How to create an array from two 2d arrays, based in conditionals and random selection with PYTHON

Question:

I´m trying to create an array using two 2d arrays and conditionals. The first array created randomly with numpy is:

A = [[0 0 0 1 0 1 1 0 0 1 0],
     [0 0 1 1 1 1 1 1 0 1 1],
     [0 0 0 1 0 1 1 1 0 0 0],
     [1 1 0 1 0 0 0 1 1 1 0]]

(hypothetically all columns will have at least "1" value)

and the second array is:

B = ["a","b","c","d"]

I´m trying to create an array, selecting randomly only "1" value in each column (the row containing "1" doesn´t matter). When I find "1", the position (in selected row) must be linked to array "B", take the value in "B" and finally allocate it in array "C". For example, evaluating column "0", the only possible value is A[0,3]=1, so B=["d"] (the only possible value) and this value must be the 1st value for array "C". Column "3" can take any value from "B".

For example the full array I´m looking for could be the following one:

C= ["d","d","b","a","b","c","a","d","d","a","b"]

I´m trying to create "C" with the following code:

import numpy as np
A=np.random.randint(2, size=(4,11)) 
A=np.array(A)

C=[] 
var=0

B=["a1","b1","c2","d2"]

for i in range(11):
    C.append(var)
    R=np.random.randint(0,4)             
    if A[R,0+i]==1:
        var=B[R]        
    else:
        var=0
print(C)

The result is the following one:

[0, 0, 'a1', 'a1', 'd2', 0, 'd2', 'd2', 'd2', 0, 0]

This code doesn’t complete the work, I can’t find "1" in several columns. I’ve been trying different methods, including: coordinates, loops and generators. But I can’t find one that really works.

Asked By: Hernan19

||

Answers:

I might be struggling to understand your question. A big problem here is that there is no guarantee that there are any 1’s inside a column of A.
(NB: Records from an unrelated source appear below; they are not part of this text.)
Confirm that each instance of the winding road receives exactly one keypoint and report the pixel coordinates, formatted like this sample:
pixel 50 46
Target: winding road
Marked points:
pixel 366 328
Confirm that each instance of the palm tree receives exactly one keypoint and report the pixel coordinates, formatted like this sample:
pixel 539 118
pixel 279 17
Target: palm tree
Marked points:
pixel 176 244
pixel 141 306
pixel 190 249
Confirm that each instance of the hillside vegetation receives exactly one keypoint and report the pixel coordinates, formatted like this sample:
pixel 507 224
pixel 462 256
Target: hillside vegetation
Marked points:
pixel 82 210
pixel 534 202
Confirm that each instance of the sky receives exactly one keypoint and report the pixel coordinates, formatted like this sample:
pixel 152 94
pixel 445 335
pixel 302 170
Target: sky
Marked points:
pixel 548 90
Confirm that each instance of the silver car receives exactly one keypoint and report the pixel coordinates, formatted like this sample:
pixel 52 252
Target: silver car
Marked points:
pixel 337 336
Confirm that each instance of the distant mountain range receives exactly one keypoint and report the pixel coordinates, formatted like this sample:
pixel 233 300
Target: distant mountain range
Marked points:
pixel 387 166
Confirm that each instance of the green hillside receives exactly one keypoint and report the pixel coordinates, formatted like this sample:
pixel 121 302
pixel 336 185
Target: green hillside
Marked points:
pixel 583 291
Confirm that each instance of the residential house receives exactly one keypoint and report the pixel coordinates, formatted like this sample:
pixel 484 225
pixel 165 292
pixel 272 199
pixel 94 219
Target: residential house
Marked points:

But, assuming you have a special A where this is guaranteed, then your second problem is that your random R picks from all rows; it needs to pick from only those with 1’s.
You want to achieve this in 2 steps:

  1. Find all the valid rows for a given column
  2. Select one out those randomly

Lastly, you append to C before you actually compute something. This also means you had to define a var outside the loop, which should have been a big warning sign for you.

All in all:

import numpy as np
A=np.random.randint(2, size=(4,11))

C=[] 
B=["a1","b1","c2","d2"]

for column in A.transpose():
    valid_rows = np.where(column == 1)[0]
    R = np.random.choice(valid_rows)
    C.append(B[R])

print(C)
Answered By: Mikael Öhman